The citation also mentioned specifically Coetzee’s expression of the political through his writing. “A fundamental theme in Coetzee’s novels involves the values and conduct resulting from South Africa’s apartheid system, which, in his view, could arise anywhere,” the citation said.
From Cape Town to Chicago and writing in between
Coetzee was born in Cape Town in 1940, the son of a sheep farmer. After graduating from college, Coetzee left South Africa following the politically charged Sharpeville shootings. He briefly pursued a career in computer programming, working for IBM in England and then pursuing a Ph. D. from the University of Texas for computer-generated language.
Coetzee began teaching English at the University of Texas and continued his career at the State University of New York at Buffalo.
In 1974, Coetzee published his first novel, Dusklands, the story of an American working on creating a campaign of psychological warfare during the Vietnam era, haunted by tales of the 18th century Boer explorations into Africa.
He returned to South Africa in 1983 to teach at the University of Cape Town. This was the same year that Coetzee won his first Booker prize, for Life and Times of Michael K. Overall, he has written eight books, as well as essays on topics ranging from rugby to censorship, spending his time teaching in South Africa and also at Johns Hopkins University and Harvard University before coming to Chicago in 1996. He was appointed as full professor in 2001.
During this time he published Disgrace, the novel chronicling the unraveling career of a South African professor in a new, post-apartheid era. “The novel deals with a question that is central to his works: Is it possible to evade history?” according to the citation.
His latest book Elizabeth Costello: Eight Lessons, is the story of a writer from Australia and his falling out with public life. The book comes out later this month.
On campus
Jonathan Lear, a professor in the Committee on Social Thought, has taught several classes alongside Coetzee. They are currently co-teaching Plato’s Phaedrus, and in the past, they have taught seminars on Tolstoy’s War and Peace, Proust’s In Search of Lost Time and Dostoyevsky’s The Brothers Karamazov.
Lear described his colleague as one of the great writers of our times, but also as one of the world’s great teachers. “In the tradition of the exemplar, and the witness, he teaches us all what is really involved in reading a great book,” Lear said. “He has taught me to look with greater clarity at the human soul, and his remarks in and out of class are lifetime memories, reverberating away.”
Lear said that when he met Coetzee they hit it off. “We both just liked talking to each other and we have been having a conversation for years.” Lear said that they choose to teach together because they have “great chemistry, great books and great University of Chicago students. It’s one of the most exciting things you could do.

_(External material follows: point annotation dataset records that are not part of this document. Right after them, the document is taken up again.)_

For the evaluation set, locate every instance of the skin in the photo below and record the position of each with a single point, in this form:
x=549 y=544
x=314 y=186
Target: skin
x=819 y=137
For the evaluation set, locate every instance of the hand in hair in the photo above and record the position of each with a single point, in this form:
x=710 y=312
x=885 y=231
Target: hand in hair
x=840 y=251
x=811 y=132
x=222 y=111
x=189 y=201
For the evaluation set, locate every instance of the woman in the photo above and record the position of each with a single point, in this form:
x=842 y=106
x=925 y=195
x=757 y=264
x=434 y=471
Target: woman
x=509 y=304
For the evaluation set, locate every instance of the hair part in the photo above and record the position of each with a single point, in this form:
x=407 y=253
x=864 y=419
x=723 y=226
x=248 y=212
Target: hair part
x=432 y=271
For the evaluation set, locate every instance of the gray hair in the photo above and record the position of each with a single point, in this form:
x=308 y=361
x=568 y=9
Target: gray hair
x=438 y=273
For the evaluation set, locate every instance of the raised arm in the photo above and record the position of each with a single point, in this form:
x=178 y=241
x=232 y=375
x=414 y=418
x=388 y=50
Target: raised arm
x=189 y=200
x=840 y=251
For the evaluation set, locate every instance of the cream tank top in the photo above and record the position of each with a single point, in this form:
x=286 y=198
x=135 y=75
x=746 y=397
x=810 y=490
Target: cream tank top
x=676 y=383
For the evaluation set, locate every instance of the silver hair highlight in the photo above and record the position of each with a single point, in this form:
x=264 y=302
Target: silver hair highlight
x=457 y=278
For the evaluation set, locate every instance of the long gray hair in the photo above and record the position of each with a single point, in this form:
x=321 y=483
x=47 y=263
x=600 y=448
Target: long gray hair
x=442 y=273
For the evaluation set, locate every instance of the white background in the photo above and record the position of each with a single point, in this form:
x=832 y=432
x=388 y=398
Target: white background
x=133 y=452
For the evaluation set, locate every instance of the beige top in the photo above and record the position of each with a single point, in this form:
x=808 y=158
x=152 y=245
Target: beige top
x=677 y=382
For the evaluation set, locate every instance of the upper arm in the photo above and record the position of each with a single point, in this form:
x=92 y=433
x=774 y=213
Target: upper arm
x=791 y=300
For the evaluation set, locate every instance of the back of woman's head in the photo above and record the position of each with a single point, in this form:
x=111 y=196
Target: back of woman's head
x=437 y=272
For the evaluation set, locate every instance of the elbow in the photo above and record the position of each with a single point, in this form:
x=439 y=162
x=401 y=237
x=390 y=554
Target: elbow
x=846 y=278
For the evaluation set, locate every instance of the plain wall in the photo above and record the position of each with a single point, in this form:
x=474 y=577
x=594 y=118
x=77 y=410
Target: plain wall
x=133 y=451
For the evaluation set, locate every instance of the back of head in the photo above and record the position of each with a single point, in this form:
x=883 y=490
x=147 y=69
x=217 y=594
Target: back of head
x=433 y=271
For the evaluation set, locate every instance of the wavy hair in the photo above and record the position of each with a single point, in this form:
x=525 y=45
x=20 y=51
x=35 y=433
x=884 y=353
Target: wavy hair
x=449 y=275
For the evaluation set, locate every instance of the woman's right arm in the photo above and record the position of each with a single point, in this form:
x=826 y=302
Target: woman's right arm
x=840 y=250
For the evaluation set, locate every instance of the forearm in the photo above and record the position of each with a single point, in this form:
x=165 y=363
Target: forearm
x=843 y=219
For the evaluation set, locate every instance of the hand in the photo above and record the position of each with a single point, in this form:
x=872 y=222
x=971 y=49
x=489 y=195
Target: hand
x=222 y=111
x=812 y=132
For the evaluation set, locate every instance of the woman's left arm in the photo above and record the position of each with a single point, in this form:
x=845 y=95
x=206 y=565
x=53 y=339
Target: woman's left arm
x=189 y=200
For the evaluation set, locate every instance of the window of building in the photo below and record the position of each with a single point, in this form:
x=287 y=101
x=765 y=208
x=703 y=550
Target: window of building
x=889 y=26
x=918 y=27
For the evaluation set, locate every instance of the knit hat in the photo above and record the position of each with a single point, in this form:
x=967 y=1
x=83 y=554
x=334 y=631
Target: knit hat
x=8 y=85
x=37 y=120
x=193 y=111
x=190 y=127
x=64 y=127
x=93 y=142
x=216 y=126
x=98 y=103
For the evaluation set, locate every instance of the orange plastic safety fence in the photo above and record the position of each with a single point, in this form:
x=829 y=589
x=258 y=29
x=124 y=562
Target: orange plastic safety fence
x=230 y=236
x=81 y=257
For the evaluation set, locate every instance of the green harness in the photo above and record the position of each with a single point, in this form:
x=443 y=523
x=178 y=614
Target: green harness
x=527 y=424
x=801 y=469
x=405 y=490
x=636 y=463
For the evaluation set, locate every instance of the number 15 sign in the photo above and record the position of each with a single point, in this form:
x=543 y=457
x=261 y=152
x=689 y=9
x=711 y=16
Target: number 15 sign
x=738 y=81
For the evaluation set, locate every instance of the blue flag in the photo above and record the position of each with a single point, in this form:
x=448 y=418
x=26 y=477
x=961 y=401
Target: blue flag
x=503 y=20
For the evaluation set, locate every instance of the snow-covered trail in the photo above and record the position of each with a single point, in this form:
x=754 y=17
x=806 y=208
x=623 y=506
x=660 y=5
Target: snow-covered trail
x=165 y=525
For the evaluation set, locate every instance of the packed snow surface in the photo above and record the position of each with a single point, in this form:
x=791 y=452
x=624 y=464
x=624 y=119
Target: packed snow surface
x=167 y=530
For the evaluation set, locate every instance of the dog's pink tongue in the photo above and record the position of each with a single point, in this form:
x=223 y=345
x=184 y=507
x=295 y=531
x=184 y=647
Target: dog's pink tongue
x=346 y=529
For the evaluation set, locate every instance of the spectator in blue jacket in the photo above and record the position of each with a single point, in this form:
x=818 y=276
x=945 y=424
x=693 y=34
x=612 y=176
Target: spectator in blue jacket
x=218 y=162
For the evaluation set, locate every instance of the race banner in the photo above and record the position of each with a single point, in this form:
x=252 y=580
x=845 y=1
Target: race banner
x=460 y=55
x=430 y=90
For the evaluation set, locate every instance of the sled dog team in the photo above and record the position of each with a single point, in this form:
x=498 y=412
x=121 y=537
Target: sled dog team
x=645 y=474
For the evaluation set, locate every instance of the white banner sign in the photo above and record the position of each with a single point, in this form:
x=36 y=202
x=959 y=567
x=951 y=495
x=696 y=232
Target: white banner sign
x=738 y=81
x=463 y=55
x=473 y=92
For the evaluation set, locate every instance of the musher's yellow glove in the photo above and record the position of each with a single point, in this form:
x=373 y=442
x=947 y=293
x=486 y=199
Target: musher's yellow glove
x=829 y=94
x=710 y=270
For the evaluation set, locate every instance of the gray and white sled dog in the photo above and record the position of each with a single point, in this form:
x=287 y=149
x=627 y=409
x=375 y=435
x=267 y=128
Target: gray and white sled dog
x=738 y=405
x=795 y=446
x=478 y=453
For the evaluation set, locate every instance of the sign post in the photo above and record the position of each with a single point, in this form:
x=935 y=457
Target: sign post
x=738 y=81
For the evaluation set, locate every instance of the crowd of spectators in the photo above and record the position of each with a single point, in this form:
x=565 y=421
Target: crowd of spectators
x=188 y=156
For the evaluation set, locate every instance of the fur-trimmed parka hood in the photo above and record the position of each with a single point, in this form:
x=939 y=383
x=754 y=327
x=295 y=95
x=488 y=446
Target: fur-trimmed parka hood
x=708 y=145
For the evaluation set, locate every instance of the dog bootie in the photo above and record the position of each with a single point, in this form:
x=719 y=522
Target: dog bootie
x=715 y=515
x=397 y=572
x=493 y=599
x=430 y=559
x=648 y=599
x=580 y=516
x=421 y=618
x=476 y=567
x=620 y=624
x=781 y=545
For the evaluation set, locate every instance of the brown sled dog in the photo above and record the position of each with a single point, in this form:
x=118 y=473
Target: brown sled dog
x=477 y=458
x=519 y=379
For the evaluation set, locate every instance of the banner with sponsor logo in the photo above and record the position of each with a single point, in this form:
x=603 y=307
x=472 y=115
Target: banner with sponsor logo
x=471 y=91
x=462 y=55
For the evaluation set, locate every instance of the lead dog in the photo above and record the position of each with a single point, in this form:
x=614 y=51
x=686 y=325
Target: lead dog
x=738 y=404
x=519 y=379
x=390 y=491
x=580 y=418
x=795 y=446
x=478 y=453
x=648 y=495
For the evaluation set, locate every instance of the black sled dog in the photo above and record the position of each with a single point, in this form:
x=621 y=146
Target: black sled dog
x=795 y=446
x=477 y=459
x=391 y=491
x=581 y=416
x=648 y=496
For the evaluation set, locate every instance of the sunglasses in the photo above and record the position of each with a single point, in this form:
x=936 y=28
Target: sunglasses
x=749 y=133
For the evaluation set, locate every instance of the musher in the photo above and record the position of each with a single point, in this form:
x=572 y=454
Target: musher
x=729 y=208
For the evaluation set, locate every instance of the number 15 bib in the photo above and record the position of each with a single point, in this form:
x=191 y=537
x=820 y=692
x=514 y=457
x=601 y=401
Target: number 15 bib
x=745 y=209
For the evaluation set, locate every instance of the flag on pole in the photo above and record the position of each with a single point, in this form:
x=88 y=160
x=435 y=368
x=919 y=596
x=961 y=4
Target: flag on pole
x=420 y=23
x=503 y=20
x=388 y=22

I’m delighted but not surprised, as long as I have known him I have thought he deserved it.”
Mark Strand, another professor in the Committee on Social Thought, used similar terms to describe Coetzee. Strand, currently teaching a course with Coetzee on Walt Whitman, emphasized Coetzee in terms of his writing. “His books have tremendous moral weight and they are beautifully written,” Strand said. “They are books that matter.”
“I am particularly happy that the announcement has come during this autumn quarter, which is the time of year that I spend at the University of Chicago,” Coetzee said in a press release. “The University of Chicago, and in particular the Committee on Social Thought, has been my intellectual home for the past seven years.”
Coetzee did not respond to a request for further comment.
Nobel Notes
Coetzee is the fourth African writer to win the Nobel prize in literature, following Wole Soyinka of Nigeria in 1986, Naguib Mahfouz of Egypt in 1988, and Nadine Gordimer of South Africa in 1991.
He is the 75th laureate at the University of Chicago, seven of whom are currently members of the faculty.
Coetzee is the University’s third laureate in literature. The last Chicago laureate in Literature was Saul Bellow, who won the award in 1976. Bellow was Coetzee’s literary predecessor on the Committee of Social Thought.